Wednesday, October 31, 2012

Seared Ahi and Baked Tomato with Mustard Soy Sauce

Yellow fin tuna, or ahi, is widely used in raw fish dishes like sashimi. As one of my favorite fish to eat, ahi has a medium-mild flavor with a firm texture. If you ever decide to try cardboard, don't order it cooked more than medium rare, as it also loses its wonderful flavor. Generally speaking, the more fat marbled in the meat, the higher quality and flavor it has.
The quick sear of the ahi and the dehydrated tomato, complimented by mustard soy sauce, all play its part as a strong flavor profile to each savored bite.

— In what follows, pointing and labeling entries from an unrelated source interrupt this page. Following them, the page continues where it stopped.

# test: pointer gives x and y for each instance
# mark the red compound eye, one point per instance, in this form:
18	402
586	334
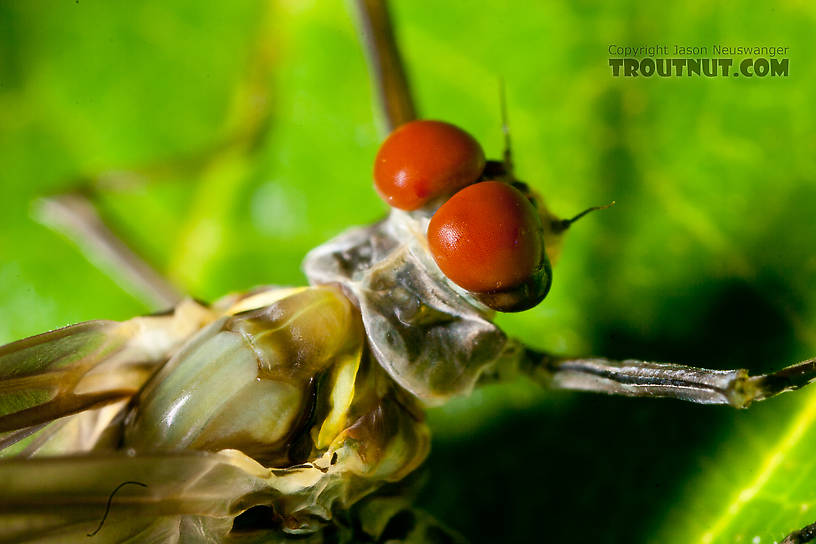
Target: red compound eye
487	237
422	160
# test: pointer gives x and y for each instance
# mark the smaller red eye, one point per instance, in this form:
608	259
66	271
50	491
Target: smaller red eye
422	160
487	237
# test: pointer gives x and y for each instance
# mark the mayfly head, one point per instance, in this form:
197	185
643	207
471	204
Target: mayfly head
464	239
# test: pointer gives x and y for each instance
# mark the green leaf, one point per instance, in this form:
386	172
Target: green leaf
707	258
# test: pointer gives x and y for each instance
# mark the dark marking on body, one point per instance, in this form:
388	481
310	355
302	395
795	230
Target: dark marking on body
108	505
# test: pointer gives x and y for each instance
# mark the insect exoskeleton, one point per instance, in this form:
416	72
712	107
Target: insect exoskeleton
423	160
487	236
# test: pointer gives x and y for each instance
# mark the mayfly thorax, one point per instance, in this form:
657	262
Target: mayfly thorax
284	411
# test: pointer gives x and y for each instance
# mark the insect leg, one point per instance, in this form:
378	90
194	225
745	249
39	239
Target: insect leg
387	69
806	534
75	216
634	378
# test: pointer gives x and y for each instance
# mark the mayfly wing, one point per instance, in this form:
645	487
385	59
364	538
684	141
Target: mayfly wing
164	496
82	368
386	66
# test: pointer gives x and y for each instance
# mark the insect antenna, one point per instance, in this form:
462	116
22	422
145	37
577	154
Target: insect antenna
561	225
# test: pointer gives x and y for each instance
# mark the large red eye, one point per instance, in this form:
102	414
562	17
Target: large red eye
487	237
422	160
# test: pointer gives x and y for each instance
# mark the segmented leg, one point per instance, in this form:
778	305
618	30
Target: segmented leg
802	536
634	378
75	216
387	71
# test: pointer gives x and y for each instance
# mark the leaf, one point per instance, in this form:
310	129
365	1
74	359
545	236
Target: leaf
707	258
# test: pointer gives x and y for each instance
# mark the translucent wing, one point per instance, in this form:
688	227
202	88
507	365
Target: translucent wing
192	496
85	368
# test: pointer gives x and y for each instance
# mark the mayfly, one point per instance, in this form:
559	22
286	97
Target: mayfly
275	412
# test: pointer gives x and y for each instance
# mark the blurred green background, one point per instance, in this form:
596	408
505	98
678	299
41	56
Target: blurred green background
708	257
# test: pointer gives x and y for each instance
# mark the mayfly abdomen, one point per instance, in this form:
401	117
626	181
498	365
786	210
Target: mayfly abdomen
246	381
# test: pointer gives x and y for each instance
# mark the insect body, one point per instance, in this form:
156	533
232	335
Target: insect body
272	413
300	401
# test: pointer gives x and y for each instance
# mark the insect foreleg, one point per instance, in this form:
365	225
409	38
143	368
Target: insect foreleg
387	69
634	378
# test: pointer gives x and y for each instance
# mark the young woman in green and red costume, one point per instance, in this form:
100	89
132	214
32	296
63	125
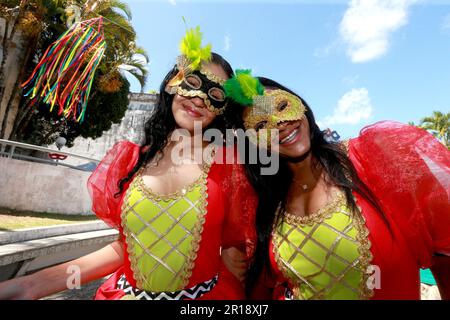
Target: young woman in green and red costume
351	220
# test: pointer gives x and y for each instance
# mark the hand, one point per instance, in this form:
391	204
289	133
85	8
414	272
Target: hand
16	289
236	262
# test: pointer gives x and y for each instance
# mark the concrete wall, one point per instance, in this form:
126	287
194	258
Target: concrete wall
43	188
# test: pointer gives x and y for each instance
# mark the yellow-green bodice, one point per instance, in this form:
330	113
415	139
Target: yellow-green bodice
325	255
163	233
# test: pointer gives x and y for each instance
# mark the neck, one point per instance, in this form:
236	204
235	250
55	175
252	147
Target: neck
305	173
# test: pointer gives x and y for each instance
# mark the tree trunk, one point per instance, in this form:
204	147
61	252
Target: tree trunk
4	56
15	98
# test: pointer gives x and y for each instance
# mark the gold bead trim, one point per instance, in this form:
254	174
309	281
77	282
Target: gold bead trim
196	233
362	237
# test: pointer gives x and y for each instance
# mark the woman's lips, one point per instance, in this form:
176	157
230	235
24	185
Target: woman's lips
290	135
191	111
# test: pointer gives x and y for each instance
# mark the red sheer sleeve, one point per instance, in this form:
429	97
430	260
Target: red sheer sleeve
409	172
241	202
103	183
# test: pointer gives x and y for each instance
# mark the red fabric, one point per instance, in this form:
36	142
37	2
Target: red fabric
229	221
408	171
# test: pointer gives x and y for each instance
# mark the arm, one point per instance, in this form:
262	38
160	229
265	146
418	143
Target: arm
441	272
236	262
54	279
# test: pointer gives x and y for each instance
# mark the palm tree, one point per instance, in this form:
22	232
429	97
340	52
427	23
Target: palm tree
439	125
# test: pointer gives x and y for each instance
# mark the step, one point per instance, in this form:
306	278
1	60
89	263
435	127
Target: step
22	251
21	235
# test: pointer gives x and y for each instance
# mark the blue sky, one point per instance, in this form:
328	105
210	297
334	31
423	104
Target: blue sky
354	62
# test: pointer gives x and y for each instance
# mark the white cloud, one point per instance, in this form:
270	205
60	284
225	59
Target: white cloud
227	41
352	108
350	80
446	23
368	24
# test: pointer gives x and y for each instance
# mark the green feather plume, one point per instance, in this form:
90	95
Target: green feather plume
243	87
191	47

Seared Ahi and Baked Tomato with Mustard Soy Sauce Recipe
Ahi- 4 oz piece
Salt and Pepper- As Needed
Avacado- 1/2 Piece

Mustard Soy Sauce
Mayo- 1 Tablespoon
Soy Sauce- 3 oz.
Mirin Rice Wine- 1 oz.
Rice Wine Vinegar- 1/2 oz.
Whole Seed Mustard- 1 Tablespoon
Brown Sugar- 1 Tablespoon
Sage- 1/2 teaspoon

Baked Tomato
Roma Tomatoes- 1 Piece Salt and Pepper- Drizzled on top

Preparing the Tomato
Preheat your oven to 300 degrees. Slice the tomato 1/4 inch. Place your tomatoes on some foil that has been pre-oiled or sprayed with Pam. Sprinkle some salt and pepper and place in the oven for 40 minutes.

Preparing the Sauce
Mix all ingredients well and then season. Mince the sage and add at the end. Remember that you just want to get a hint of the sage, for the herb can overpower the sauce if you put too much

Preparing the Ahi
Season the Ahi on both sides. Bring your saute pan to high heat, then drizzle some oil to coat the pan. Quickly sear the ahi for no more than 20 seconds. Flip and do the same to the other side. Take the ahi off the pan once you see the even cooking of both sides of the fish and place on your cutting board. Slice the tuna in uniformed thin cuts

Plating and Garnish
Layer the tomatoes on your plate, fan out the ahi on top, drizzle some sauce on and around the protein, then garnish with a slice of avacdo and a sage leaf. Voila!